When I used to print mural sized prints for good old British High Speed Rail (before the whole photography and film unit were Maggied) there was a very definite need for expensive lenses with exceptional resolving power. However, as is the case with much smaller prints, negative flatness, correctly aligned negative, lens and baseboard stages, eliminating (or compensating for) negative 'pop' and meticulous working from exposure of negative through to final print play a far more important roll. When all of these things are in place any decent lens will do (the old three element Taylor Hobsons were a preferred choice for printing pre-war half-plate glass negatives) UNLESS you need to work wide-open - very unlikely these days with the speed of current papers (for example my base exposure time with a 6 x 9 negative printed to 16 x 12 (nominal) on Agfa Record Rapid with the lens closed down two stops used to be in the region of 40 seconds plus.
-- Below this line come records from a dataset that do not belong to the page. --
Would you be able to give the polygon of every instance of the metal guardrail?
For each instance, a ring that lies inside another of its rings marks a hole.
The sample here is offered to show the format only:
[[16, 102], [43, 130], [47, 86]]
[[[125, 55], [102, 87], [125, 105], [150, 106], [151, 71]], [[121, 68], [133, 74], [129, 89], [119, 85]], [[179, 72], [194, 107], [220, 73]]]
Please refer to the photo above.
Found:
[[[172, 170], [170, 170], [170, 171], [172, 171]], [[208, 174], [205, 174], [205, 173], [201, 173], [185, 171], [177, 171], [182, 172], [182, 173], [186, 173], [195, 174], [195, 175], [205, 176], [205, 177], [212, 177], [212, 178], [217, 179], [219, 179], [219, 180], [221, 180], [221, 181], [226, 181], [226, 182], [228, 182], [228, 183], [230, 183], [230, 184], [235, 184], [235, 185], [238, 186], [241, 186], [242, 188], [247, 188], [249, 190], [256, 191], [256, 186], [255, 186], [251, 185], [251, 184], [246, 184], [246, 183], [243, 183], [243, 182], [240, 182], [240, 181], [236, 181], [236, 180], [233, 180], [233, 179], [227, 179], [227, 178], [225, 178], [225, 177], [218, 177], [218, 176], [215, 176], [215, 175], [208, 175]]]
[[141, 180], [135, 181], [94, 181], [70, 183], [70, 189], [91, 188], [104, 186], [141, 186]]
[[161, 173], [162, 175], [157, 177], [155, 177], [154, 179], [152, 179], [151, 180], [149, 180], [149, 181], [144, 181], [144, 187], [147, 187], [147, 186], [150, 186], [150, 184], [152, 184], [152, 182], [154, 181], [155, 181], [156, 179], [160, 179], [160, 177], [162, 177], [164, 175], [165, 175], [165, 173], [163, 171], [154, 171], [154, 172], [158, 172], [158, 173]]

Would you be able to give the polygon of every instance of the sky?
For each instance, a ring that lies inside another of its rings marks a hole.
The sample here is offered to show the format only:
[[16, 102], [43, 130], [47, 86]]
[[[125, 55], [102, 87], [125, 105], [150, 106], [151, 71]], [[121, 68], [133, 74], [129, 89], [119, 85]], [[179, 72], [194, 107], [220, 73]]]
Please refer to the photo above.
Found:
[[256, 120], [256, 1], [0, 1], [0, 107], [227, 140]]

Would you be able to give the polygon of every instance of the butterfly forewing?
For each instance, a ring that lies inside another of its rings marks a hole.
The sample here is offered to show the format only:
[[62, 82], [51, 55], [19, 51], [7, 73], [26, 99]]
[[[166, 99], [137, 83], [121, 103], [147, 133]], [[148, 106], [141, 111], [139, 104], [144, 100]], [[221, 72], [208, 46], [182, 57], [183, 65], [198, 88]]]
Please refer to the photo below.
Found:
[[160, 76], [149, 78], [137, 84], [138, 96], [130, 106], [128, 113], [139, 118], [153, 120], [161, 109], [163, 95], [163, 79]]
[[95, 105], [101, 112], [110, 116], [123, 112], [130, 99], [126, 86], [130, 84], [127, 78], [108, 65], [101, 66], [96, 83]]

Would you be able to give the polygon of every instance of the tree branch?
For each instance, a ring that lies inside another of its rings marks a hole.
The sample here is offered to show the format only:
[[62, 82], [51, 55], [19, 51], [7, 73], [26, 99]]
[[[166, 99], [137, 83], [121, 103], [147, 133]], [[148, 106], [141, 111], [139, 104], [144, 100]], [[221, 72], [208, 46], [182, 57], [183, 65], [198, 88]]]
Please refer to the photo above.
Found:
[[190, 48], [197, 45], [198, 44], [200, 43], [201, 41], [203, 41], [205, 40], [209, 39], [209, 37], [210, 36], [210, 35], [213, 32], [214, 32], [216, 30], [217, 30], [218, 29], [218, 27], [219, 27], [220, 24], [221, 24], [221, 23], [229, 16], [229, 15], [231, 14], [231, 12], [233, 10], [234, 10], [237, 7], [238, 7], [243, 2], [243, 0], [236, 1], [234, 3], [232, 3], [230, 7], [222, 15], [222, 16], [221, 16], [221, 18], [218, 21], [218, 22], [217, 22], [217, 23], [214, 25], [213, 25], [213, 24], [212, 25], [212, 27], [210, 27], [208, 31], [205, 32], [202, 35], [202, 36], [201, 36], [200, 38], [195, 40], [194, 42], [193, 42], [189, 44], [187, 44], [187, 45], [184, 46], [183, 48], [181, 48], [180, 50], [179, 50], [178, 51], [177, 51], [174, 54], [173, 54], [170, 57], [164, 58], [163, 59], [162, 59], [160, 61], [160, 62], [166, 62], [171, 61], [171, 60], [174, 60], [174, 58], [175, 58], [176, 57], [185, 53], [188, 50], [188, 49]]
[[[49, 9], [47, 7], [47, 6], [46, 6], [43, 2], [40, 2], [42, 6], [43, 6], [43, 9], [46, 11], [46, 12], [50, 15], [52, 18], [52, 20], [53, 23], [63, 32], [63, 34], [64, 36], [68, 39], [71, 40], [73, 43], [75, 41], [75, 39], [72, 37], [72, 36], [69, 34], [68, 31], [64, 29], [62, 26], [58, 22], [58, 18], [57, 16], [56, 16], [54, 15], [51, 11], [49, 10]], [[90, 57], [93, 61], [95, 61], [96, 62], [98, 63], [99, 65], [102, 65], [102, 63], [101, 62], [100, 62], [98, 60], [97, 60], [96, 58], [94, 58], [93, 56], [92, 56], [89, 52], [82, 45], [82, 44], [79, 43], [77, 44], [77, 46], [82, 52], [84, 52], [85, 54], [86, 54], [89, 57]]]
These days, using Adox Fine Print Variable Contrast (discontinued but I still have a stock), Kentmere Fine Print Variable Contrast (discontinued but I still have a stock) and Fomabrom Variant 111 (thankfully still being produced) my usual base exposures are in the 10 -12 seconds range.
Well, I print 35mm to 6" x 9", and can say that the Componon is true-blue, the Fujinon-EX is giddy, the Komuranon S looks like a billion bucks, the Angenieua G 10 is jazzy, and on and on. It must be a gift I have. The different looks influence not only how & what I shoot, but colors my whole outlook on life!